同調査は、文部科学省から「初等中等教育段階における生成AIの利活用に関するガイドライン(Ver.2.0)」が公表された後に実施された。調査対象の組織に、生成AIの教育への活用にどの程度関心があるかを尋ねたところ、「とても関心がある」(47.9%)と「ある程度関心がある」(42.0%)を合わせた割合が89.9%を占めた。

生成AIの活用におけるガイドラインや活用方法について、どの程度理解しているかを尋ねた質問では、「よく理解している」(7.3%)と「ある程度理解している」(43.4%)を合わせた割合が50.7%となった。

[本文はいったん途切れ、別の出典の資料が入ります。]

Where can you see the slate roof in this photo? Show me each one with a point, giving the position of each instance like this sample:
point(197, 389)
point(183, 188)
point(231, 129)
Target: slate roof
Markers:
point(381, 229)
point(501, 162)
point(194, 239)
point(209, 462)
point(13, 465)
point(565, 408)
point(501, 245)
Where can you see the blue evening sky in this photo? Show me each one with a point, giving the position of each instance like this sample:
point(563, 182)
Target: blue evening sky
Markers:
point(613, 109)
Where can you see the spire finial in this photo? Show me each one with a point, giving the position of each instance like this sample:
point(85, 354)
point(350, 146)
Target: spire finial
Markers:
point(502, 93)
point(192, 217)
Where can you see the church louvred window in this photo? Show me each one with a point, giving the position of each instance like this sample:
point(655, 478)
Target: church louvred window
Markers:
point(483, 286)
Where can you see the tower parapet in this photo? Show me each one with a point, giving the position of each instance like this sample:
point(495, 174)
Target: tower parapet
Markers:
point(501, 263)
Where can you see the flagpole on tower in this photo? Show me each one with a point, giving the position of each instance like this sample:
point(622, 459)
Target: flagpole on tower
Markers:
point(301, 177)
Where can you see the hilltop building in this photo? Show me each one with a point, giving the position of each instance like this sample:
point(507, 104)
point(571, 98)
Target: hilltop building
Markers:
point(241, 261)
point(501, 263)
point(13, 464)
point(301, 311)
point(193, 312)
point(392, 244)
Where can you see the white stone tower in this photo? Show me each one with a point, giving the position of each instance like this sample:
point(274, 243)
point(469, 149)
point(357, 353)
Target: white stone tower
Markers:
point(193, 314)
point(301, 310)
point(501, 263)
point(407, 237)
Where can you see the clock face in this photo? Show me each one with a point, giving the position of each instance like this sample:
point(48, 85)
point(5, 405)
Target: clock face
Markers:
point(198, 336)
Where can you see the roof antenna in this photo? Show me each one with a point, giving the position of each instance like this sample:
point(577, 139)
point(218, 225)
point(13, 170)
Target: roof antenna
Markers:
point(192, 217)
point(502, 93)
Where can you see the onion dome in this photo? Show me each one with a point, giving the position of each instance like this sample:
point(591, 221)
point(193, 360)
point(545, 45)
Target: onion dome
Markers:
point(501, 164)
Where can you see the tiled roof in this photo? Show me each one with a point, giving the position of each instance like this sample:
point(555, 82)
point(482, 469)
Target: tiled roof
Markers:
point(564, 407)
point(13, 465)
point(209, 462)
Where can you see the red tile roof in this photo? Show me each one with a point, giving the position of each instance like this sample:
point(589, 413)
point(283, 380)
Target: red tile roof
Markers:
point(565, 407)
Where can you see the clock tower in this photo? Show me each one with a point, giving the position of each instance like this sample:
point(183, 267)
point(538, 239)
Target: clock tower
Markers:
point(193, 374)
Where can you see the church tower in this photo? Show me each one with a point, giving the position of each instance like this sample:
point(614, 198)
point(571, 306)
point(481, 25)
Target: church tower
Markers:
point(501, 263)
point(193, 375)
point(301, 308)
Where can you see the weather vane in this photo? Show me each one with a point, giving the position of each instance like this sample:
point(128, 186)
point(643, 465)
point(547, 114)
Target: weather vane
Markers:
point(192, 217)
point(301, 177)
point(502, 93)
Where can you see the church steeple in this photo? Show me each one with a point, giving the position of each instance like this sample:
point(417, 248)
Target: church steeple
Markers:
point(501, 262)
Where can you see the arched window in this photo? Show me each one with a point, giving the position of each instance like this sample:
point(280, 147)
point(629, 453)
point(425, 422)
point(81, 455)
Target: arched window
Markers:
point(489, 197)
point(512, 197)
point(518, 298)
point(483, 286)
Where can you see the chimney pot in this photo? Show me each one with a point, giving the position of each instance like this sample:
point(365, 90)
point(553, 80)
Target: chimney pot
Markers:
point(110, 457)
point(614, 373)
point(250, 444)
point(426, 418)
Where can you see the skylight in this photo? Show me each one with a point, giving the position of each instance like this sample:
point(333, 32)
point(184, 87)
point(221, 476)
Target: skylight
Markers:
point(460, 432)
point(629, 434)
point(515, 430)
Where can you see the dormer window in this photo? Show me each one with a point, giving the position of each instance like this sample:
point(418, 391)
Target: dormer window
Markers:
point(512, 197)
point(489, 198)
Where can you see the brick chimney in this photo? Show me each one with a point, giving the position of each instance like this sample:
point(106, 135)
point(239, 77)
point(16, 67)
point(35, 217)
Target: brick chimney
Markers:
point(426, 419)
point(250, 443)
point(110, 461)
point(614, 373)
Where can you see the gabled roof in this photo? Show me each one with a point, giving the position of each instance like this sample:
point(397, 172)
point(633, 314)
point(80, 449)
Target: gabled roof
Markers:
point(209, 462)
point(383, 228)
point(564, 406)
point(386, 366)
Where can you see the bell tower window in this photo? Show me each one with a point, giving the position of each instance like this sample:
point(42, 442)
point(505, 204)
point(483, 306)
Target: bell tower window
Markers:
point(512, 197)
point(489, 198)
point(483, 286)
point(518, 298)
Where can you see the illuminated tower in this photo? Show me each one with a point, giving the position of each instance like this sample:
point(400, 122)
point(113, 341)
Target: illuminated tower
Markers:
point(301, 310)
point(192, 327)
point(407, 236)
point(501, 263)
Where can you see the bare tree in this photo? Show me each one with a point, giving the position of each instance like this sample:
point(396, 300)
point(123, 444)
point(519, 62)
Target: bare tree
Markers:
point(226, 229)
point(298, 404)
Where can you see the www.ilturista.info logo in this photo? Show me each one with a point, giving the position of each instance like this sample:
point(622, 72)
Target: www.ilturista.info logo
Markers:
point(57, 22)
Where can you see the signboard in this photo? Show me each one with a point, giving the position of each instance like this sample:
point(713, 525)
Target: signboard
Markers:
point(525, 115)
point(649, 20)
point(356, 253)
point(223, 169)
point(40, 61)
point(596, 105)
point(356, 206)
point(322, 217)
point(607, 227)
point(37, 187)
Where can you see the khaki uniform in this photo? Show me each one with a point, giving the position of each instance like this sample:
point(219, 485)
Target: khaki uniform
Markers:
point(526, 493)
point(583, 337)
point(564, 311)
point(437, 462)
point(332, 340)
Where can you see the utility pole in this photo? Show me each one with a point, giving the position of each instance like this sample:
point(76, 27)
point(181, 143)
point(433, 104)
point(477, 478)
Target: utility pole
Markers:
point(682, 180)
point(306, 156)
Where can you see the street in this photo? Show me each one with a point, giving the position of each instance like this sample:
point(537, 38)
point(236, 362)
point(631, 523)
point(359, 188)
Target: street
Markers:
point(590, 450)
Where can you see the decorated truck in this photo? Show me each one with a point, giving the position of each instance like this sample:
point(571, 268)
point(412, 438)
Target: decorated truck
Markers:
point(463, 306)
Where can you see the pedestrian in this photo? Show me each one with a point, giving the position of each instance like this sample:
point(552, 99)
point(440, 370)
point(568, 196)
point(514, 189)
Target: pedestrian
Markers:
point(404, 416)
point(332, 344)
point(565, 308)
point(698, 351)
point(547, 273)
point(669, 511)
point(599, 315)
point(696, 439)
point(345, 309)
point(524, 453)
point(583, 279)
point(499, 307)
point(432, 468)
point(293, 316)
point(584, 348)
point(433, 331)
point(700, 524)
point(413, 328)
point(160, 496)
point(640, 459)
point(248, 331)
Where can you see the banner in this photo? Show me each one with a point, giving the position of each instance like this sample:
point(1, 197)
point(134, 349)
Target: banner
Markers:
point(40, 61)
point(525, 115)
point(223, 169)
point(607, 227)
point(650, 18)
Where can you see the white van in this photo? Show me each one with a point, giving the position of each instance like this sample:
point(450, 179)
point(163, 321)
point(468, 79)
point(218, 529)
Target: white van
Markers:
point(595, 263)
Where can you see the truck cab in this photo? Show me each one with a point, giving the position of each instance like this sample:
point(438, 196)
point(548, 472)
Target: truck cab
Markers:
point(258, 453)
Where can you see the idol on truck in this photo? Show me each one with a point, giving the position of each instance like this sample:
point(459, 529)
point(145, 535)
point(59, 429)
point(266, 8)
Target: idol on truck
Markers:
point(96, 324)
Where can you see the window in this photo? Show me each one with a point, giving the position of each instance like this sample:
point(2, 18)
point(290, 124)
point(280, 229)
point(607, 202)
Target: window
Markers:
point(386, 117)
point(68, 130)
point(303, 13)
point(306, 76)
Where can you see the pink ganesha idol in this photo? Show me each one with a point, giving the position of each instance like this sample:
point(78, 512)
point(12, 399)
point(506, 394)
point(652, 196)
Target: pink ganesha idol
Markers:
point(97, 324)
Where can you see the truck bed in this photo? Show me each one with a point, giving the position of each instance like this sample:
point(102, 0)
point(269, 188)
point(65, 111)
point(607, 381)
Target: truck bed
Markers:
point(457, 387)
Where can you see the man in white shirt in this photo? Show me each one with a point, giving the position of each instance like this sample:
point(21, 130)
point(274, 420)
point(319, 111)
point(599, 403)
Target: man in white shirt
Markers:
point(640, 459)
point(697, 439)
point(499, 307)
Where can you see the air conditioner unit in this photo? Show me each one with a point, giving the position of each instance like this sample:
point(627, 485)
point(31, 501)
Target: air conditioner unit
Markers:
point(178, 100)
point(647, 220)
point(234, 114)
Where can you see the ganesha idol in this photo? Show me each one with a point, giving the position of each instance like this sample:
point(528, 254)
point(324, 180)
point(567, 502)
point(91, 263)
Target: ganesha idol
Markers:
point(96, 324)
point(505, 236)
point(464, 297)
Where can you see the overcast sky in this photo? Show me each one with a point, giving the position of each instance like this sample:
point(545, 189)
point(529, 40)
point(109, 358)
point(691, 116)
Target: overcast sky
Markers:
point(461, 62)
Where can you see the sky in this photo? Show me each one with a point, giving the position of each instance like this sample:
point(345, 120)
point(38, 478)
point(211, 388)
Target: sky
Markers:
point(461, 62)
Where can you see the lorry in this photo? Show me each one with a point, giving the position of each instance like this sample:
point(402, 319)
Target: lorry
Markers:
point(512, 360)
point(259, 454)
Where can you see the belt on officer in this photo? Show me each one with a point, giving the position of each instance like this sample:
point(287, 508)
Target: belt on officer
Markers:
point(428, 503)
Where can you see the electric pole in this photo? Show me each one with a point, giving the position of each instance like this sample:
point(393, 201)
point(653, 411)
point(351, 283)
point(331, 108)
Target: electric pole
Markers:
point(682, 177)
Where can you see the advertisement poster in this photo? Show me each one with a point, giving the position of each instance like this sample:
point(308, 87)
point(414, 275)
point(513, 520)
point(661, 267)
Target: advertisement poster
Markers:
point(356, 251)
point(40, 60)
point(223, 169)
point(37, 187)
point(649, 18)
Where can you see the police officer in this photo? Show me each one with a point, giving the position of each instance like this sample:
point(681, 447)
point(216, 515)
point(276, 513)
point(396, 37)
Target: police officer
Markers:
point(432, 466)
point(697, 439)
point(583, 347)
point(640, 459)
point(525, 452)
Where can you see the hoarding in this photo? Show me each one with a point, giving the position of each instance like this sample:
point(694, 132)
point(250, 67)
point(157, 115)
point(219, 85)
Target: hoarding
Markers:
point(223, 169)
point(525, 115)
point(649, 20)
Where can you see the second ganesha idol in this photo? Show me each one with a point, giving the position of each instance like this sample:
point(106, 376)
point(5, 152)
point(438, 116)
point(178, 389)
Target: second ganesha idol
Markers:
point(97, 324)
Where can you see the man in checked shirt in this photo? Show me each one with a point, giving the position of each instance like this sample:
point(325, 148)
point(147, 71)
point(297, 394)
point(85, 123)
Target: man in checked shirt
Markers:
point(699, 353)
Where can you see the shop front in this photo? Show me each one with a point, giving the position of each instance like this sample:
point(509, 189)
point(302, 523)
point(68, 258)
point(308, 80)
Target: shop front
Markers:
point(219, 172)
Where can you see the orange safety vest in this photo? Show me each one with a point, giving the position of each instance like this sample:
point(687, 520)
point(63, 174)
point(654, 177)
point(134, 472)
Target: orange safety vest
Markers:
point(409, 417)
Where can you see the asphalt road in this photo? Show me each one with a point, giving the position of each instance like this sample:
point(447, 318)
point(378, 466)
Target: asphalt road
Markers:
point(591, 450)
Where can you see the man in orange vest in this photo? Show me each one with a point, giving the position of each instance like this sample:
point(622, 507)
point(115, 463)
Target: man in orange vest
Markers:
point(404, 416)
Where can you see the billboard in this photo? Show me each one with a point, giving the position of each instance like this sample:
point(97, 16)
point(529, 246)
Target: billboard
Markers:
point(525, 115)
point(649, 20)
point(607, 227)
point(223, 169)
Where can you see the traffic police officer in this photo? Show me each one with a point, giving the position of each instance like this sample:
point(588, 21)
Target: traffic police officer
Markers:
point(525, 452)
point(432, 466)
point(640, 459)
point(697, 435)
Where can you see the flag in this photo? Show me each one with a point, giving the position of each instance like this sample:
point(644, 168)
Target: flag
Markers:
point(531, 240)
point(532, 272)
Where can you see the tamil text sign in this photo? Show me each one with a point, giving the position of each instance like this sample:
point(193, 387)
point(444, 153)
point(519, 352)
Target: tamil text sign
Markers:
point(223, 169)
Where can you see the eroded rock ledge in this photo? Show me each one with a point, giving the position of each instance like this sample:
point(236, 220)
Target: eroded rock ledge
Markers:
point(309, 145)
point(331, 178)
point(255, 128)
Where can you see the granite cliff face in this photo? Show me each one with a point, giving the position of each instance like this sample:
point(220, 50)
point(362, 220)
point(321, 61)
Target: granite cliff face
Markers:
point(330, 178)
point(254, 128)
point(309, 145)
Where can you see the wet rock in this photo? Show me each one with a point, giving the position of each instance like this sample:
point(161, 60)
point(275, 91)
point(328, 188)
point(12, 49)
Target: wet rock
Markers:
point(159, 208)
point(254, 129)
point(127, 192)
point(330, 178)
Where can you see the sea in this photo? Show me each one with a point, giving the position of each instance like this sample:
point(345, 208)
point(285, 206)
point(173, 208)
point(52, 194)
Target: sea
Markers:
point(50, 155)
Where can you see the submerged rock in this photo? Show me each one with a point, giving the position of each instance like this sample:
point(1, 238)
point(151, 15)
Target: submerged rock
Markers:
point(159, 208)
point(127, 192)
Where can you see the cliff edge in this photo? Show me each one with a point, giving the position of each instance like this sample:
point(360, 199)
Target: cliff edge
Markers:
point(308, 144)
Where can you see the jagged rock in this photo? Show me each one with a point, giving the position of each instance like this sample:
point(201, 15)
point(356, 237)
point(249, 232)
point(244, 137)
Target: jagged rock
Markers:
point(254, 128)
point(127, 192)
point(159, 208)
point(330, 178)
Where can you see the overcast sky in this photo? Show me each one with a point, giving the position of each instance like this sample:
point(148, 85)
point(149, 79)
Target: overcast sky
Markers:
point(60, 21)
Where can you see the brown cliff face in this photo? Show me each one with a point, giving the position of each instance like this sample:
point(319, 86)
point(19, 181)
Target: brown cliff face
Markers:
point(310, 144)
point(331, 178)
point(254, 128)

令和7年度(2025年度)に、生成AIの活用実証予定があるかを尋ねたところ、「すでに実施が決定している」(16.3%)と「実施を検討している」(25.0%)を合わせた割合は、41.3%となっている。

令和7年度(2025年度)における生成AIの活用実証予定について、「すでに実施が決定している」または「実施を検討している」と答えた組織に、実証において、使用する生成AIは決まっているかを尋ねた質問では、「すでに決定している」が39.5%となり、そのうち約7割がChatGPTを使用すると答えている。また、BingやGoogle Geminiといった回答が目立ったほか、スクールAIやスタディポケット、tomoLinksといった教育特化型のAIサービスを挙げる回答もみられた。

生成AIの活用実証予定があると答えた組織に、実証にあたって利用が決定している、または利用を検討している補助金や制度があるかを尋ねたところ、「ある」という回答は23.3%に留まっている。利用予定の補助金や制度としては、文部科学省が先進的なデジタル技術を活用した教育のモデル校を支援する「リーディングDXスクール事業」がもっとも多く、AI技術を用いた英語の教育支援をする「AIの活用による英語教育強化事業」がそれに続いた。

生成AIの教育での活用について、期待する意見としては、「ガイドラインについての研修や活用事例研修をお願いしたい」「活用事例を教えてほしい」「生徒が安全に使用できるAIを紹介してほしい」「他地域の動向などを知りたい」といった回答が寄せられている。
一方、生成AIの教育での活用に対する課題や懸念としては、「著作権やプライバシーのリスクが懸念される」「AIへの依存が教育現場に与える影響が未知数」「まだ研究の一歩にも進めていない状況」といった意見が寄せられた。